A tip of the hat to Giant/Martin’s, Weis and Redner’s for once again hosting their annual charity golf outings. All three retailers do a great job of saluting their vendors while also raising millions of dollars for mainly local charities.

From the obit desk, we have some deaths to report. I was saddened to hear of the passing of Jack DiFiore, 89, former president of A&P’s Super Fresh division, and one of the good guys in our business. A native of Camden, NJ, “Gentleman Jack” joined the Tea Company in 1949. He rose through the ranks, becoming president of the chain’s Super Fresh unit in 1984. He later became COO of A&P’s Waldbaum’s banner in the 1990’s before retiring. I have only good things to say about Jack – he was kind and fair and always willing to discuss the challenges that his company was facing…one of Broadway’s leading lights for the past 50 years, Hal Prince, has left us.
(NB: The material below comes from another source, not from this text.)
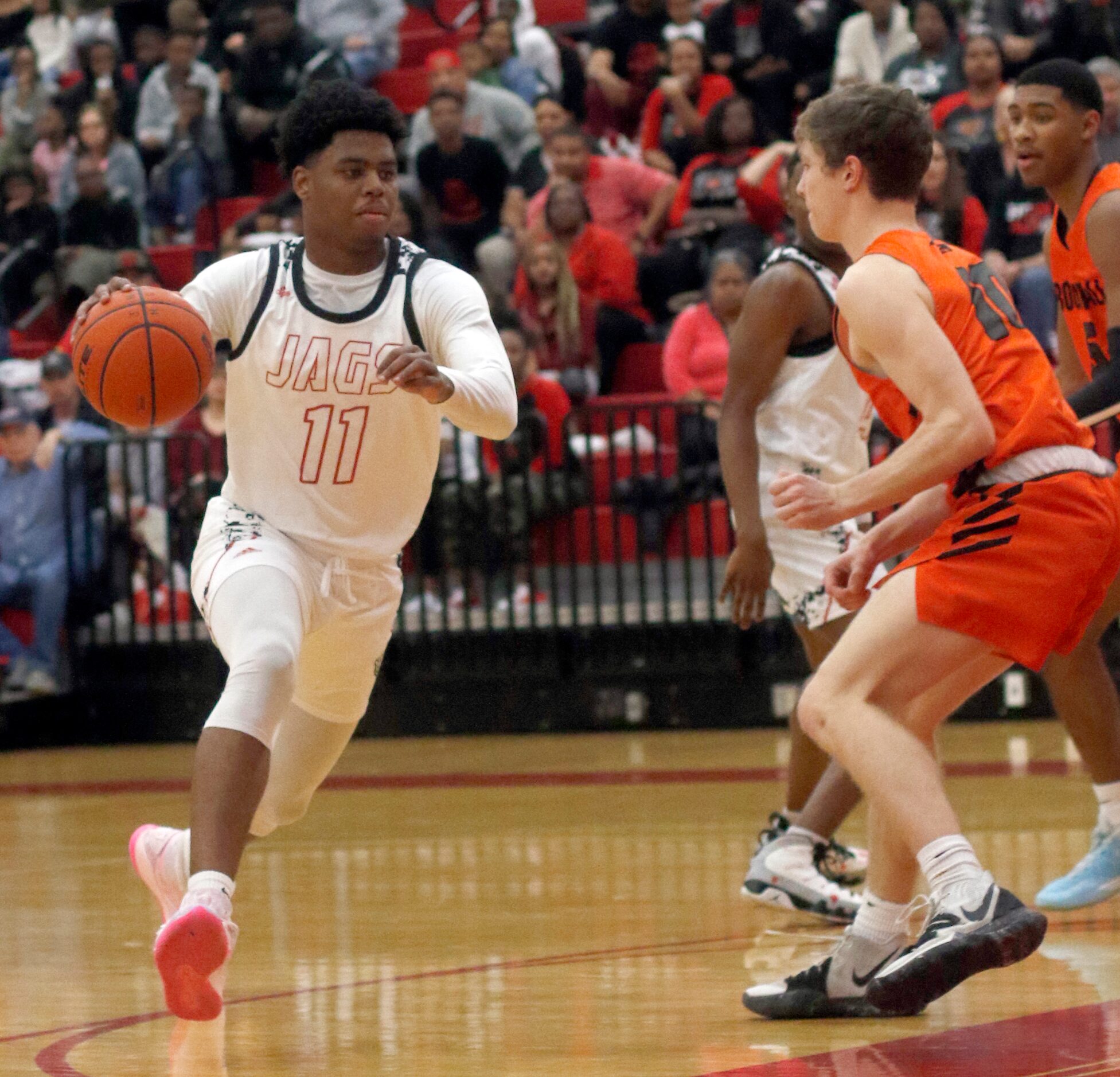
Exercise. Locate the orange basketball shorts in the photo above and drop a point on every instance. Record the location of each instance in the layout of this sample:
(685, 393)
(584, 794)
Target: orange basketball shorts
(1023, 567)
Prince, 91, directed some of the theatre’s greatest musicals, including “Cabaret,” “The Phantom Of The Opera” and “Sweeny Todd.” Earlier in his career, Prince produced such groundbreaking shows as “West Side Story,” “Damn Yankees” and “Fiddler On The Roof.” Born and raised in new York City, Prince said he fell in love with the theater at the age of eight, when he attended a production of “Julius Caesar” starring Orson Wells. All told, Hal Prince won an astonishing 21 Tony Awards…I am very sad to report the passing of NFL Hall of Fame linebacker Nick Buoniconti. The Notre Dame alumnus played in the league for 15 years and was named to the Pro Bowl eight times. He also won two Super Bowls, one of which as a member of the undefeated Miami Dolphins in 1973. However, Buoniconti’s off the field contributions were more important. After his son Marc was paralyzed after making a tackle in 1985 playing for The Citadel, Buoniconti created the Miami Project, which sought a cure for paralysis. He worked tirelessly to raise money and bring greater awareness to the challenges facing those who have been paralyzed. “Today, with a heavy heart and profound sorrow, my family and the entire Miami Project To Cure Paralysis and Buoniconti Fund community mourn the loss of a man who was truly larger than life, my father, NFL Hall of Famer Nick Buoniconti,” Marc said. “My dad has been my hero and represents what I have always aspired to be: a leader, a mentor and a champion.” In later life Buoniconti, 78, struggled with memory loss issues which he thought were CTE related as a result of his football career. He vowed to donate his brain to CTE research when he diefind.

Finally, it’s with mixed feelings that I report the sale of one Washington’s greatest eating and drinking establishments – the Clyde’s Restaurant Group (CRG). The new owner is Graham Holdings, Inc. (yes, the same family that owned the Washington Post until 2013). Clyde’s has been around since 1963 when local entrepreneur Stuart Davidson opened a small pub in Georgetown and hired Georgetown student John Laytham as a dishwasher. Laytham rose through the ranks, ultimately becoming Davidson’s partner. Together they expanded their local empire to 13 locations (including the Old Ebbitt Grill near the White House, which is the highest grossing eatery in DC). Davidson passed away in 2001, Laytham died earlier this year and the company was discreetly put up for sale. Arlington, VA-based Graham Holdings, whose annual sales last year were $2.7 billion, also owns businesses in healthcare, education and media. In the early years of Food World, my retired partner Dick Bestany and I practically lived at the Clyde’s location in Columbia, MD. We conducted business, made many friends and perhaps were over-served on a few occasions. Those memories will last forever and continue today (especially when I dine there). One of those friends we met in the early 1980s was Tom Meyer, who came to Columbia as a chef and quickly moved through the ranks at Clyde’s. Today, he’s president of the CRG and we’re happy to note will be remaining in that role in the new organization. That’s good news for everyone involved.